While the lack of an opportunity to confirm newly identified biomarkers consistently and firmly with either a pro-cancer or anti-cancer phenotype based on a history of gene expression functions in other cancers can be limiting, it is in fact the expectation, based on decades of previous research. First, as noted in specific cases above, there are disparities of gene expression function related to context. Second, it is clear that many cancer hallmarks are dependent on signal pathway amplification rather than a molecular on/off switch.
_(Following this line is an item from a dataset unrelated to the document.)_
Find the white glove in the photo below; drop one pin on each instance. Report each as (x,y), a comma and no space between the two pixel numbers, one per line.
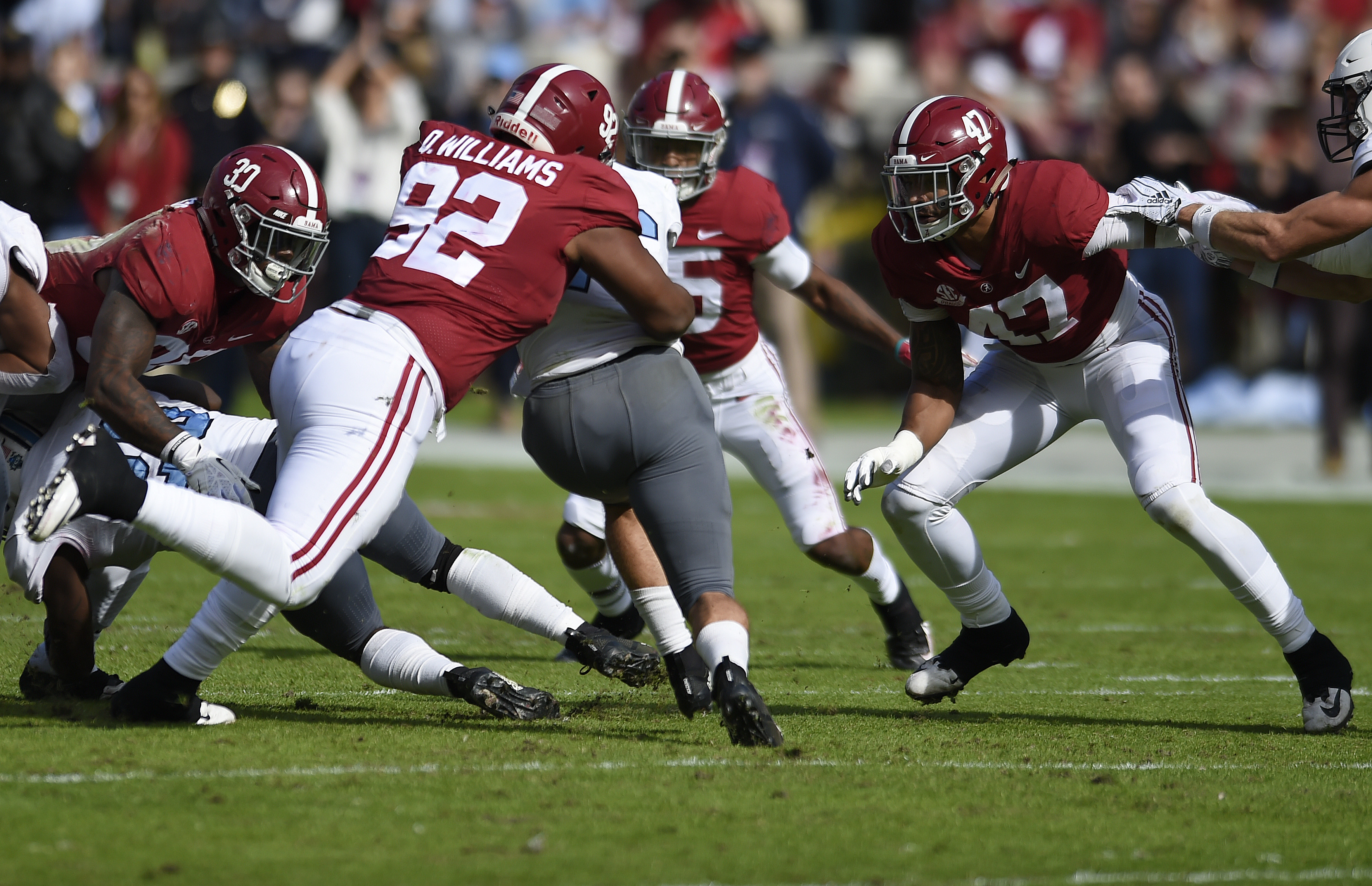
(208,472)
(1150,199)
(881,465)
This is exemplified by feed forward apoptosis, whereby transcription factors that activate pro-proliferative genes, such as histone genes, also activate apoptosis-effector genes, i.e., when these transcription factors are expressed at high levels [
8‐
10,
38‐
42]. Third, even outside of the cancer setting, different tissues can have opposite functions for the same signaling pathway; FGFR3 activating mutations stimulate spermatocyte cell division but inhibit chondrocyte cell division, leading to achondroplasia [
43,
44].
In pediatric ALL, there was a disproportionate increase in the number of genes expressed at a higher level in younger, longer surviving patients located on the X chromosome. There is very little in the literature regarding X chromosome loss and worse ALL survival or X chromosome gain and better survival. However, there has been one report with a small amount of data indicating loss of X chromosome in older patients with presumably poorer survival rates but where specific, relative survival data was lacking [
45]. As for pediatric NBL and chromosomes 17 and 11, our data clearly indicated an overrepresentation of genes on these two chromosomes that were upregulated with better survival, suggesting chromosome loss in older, worse surviving patients. Again, there are no data now available regarding chromosome copy number variations (CNV) in very young NBL patients, the subject of this study. (For example, the youngest 20% of NBL patients in this study were all diagnosed under 1 year of age.) However, there have been reports of worse survival among older cohorts of patients with loss of 11q [
46,
47]. The above data do not distinguish between CNV of either chromosome 11 or 17, respectively, versus loss or gain of heterochromatic regions that would affect gene expression. However, the previous reports of loss of chromosome 11q and poorer survival are consistent with chromosome loss in poorer surviving patients. 17q gain in NBL has been linked to lower survival in older patients. This is an apparent contradiction, however, these 17q data do not represent a significant overlap of our data, due to the lack 17q information for the younger patients in this study.